Let the polytope defined by $$S:=co \left\{ x_1,x_2,...,x_k \right\}$$ where $x_1,x_2,...,x_k \in \mathbb{R^n}$ and $co \left \{... \right \}$ is the convex Hull. Prove that S i closed.
I tried the following. I want to show that $S=cl(S)$
I've proved that for all set $S \subseteq cl(S)$. Now I want to prove that $cl(S)\subseteq S$.
I know that $cl(S) = int(S) \cup bd(S)$ So, taking $x \in cl(S)$.
If $x \in int(S)$ then its clear that $x \in S$.
If $x \in bd(S)$ is not clear but intuitively the border is the convex combination between $x_i$ and $x_j$ (in pairs) and $i,j=1,2,...,k$. I don't know how to rite it formally and how to prove that my intuition about the border is actually $bd(S)$
In fact, the convex hull $\mathrm{conv}\{x_1,\ldots,x_k\} := \{\sum_{1 \le j \le k}t_kx_k | t \in \mathbb{R}^n, t \ge 0, \sum_{1 \le j \le n}t_j = 1\}$ is compact (in the usual euclidean topology)!
Step 1: The simplex $\Delta_n := \{t \in \mathbb{R}^k | t \ge 0, \sum_{1 \le j \le k}t_j = 1\}$ is compact.
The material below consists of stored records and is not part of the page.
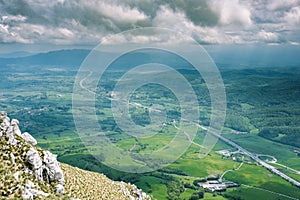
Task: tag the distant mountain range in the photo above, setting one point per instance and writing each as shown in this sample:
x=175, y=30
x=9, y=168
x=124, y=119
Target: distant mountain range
x=75, y=57
x=223, y=56
x=61, y=58
x=16, y=54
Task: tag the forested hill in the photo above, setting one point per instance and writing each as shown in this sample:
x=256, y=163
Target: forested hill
x=268, y=99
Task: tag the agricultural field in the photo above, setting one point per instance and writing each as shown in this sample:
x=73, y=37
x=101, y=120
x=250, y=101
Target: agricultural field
x=41, y=98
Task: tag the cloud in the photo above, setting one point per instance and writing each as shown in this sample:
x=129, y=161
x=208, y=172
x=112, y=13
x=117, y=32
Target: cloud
x=231, y=12
x=121, y=13
x=268, y=37
x=208, y=21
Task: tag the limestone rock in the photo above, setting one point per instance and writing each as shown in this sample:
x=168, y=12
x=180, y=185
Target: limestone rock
x=29, y=139
x=52, y=165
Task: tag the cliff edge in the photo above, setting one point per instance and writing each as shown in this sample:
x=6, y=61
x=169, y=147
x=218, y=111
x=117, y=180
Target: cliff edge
x=29, y=172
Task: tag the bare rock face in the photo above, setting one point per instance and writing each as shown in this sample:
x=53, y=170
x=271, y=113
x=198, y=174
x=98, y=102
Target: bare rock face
x=42, y=164
x=28, y=138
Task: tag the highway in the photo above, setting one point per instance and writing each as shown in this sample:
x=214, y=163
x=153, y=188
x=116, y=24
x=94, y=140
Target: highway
x=251, y=155
x=246, y=152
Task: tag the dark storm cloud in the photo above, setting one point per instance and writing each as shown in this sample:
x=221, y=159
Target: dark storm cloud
x=209, y=21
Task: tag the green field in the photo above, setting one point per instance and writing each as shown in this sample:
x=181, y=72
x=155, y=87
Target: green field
x=42, y=100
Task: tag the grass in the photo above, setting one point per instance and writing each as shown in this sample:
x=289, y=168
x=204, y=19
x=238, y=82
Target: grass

Indeed it closed, being the intersection of closed sets, namely the orthant $\mathbb{R}^k_+$ and the hyperplane $H:= \{t \in \mathbb{R}^k | \sum_{1 \le j \le k}t_j = 1\}$. Next, $\Delta_n$ is a subset of the hypercube $[0, 1]^k$, and is therefore bounded.
Step 2: The map $g: \Delta_k \rightarrow \mathbb{R}^k$, $t \mapsto \sum_{1 \le j \le k}t_kx_k$ is continuous. Thus $\mathrm{conv}\{x_1,\ldots,x_k\} := g(\Delta_k)$ is the continuous image of a compact set and is therefore compact.